If a node can’t respond with data within 15 seconds it’s not penalizing slow nodes: it’s penalizing broken ones.
Just another step to weed out potatoes. I like that…
I don’t like this change. Not because it will kill potato nodes, because this might be a good idea… I don’t care.
I don’t like this change because it was not communicated. It should be at least a proper separate post (if not an email) saying: yes, we make this and this change, here is how you can check how it affects your node, and if you see it affecting your node, here is a list of things you can try to fix your node.
This is yet another event that implicitly says we don’t really want casual node operators.
If my setup can barely send data back to customers faster than the post office… I may be many things… handsome… charismatic… humble… but I am not a node operator.
I don’t see that node as broken. Stats are saying it has 90% upload and a 75% download success rate.
But I don’t see a reason to audit stricter than downloads to customers are allowed to take place.
This does not make sense.
There are many reasons why the storage can be slow. But as long as it is fast enough for serving customers it should be fast enough for audits and not being penalized artificially.
This is bad move as now with every action on the underlying media, a raid rebuild, raid verify, cloning, node move with rsync or parallel with robocopy or whatever, it can hurt your node score up to disqualification as it seems.
This is not true. Every change is communicated in the Release notes. But yes, not all reads it. Usually the change also has a description of the change and the reason.
Perhaps we do not want broken nodes which cannot provide a part of the piece for audit, that’s true, but it’s not related (and never been) to the Storage Node Operators. Please do not substitute meaning.
I’m not sure that each change should be supported by a long article explaining it and announced as a news. But I would pass your opinion to the team.
Exactly, as long as it is fast enough for serving customers.
So, do you think that if the node cannot provide a part of the piece as slow as less than 10kB/s is able to normally serve the customers?
The minimum requirement is pretty low already, 1Mbps which is translated to at least 131kB/s.
From your logs seems there is a little longer than 15 seconds to receive a part of the piece, almost a minute before it’s canceled.

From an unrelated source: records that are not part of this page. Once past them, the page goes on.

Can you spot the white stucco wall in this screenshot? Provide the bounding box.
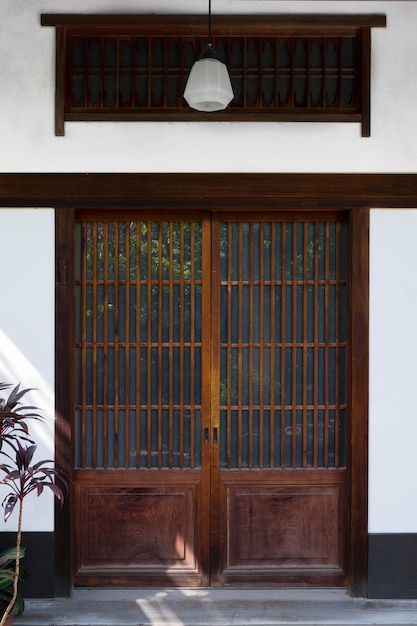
[0,0,417,532]
[0,209,55,531]
[369,210,417,533]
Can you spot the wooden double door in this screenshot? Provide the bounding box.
[73,210,350,586]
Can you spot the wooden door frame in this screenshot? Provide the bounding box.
[0,174,417,596]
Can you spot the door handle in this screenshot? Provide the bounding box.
[203,426,219,445]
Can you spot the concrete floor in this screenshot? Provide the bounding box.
[14,588,417,626]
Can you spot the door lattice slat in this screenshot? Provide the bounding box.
[75,220,203,469]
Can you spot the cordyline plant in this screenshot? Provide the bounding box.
[0,383,67,626]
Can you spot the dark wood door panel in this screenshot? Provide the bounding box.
[214,470,347,585]
[75,471,205,585]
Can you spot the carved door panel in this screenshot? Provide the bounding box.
[74,212,348,586]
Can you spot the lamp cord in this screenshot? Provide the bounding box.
[208,0,213,45]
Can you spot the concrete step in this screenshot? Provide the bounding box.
[14,588,417,626]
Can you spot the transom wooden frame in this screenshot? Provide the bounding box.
[42,14,386,136]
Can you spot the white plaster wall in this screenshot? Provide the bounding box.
[369,210,417,533]
[0,209,55,531]
[0,0,417,172]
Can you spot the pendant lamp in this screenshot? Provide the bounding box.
[184,0,234,112]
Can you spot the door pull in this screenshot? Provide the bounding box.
[213,427,218,444]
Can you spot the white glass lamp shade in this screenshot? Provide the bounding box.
[184,46,234,112]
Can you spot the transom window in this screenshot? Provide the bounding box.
[42,15,385,136]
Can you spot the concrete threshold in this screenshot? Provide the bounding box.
[14,588,417,626]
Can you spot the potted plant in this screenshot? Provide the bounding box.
[0,383,67,626]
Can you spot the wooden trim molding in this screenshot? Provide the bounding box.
[0,173,417,211]
[40,174,376,596]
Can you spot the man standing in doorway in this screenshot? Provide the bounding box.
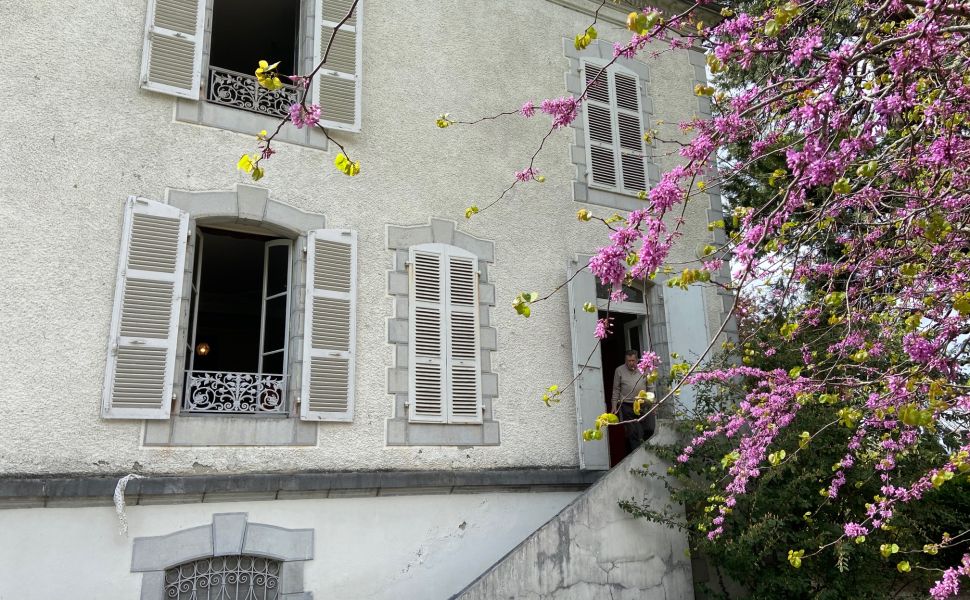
[613,350,657,452]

If you believe, that the audit score is affected by these canceled audits (meaning that retry didn’t help too), then I think it’s better to limit a number of requests which can be handled by the node. I’m not sure does this limit also applied to the audits requests or not.
Shouldn’t long tail cancellation take care of slow performance?
And we also know customer experience can differ depending on the location. Audits are just one location out of many possible locations where customers download from.
From the 75% overall download success rate I would say the node serves customers well enough on the majority of downloads otherwise the transfers would get long tail canceled.
AFAIK you cannot limit download requests.
I have seen slow storage on many different situations. Starting from massive up- and downloads, endless filewalkers of different kinds, slow devices, copy and transfer actions, Raid rebuild and many other. Storj should take into account that it does not necessarily have exclusive access to the storage so there also reasons outside of its scope but on which it depends on.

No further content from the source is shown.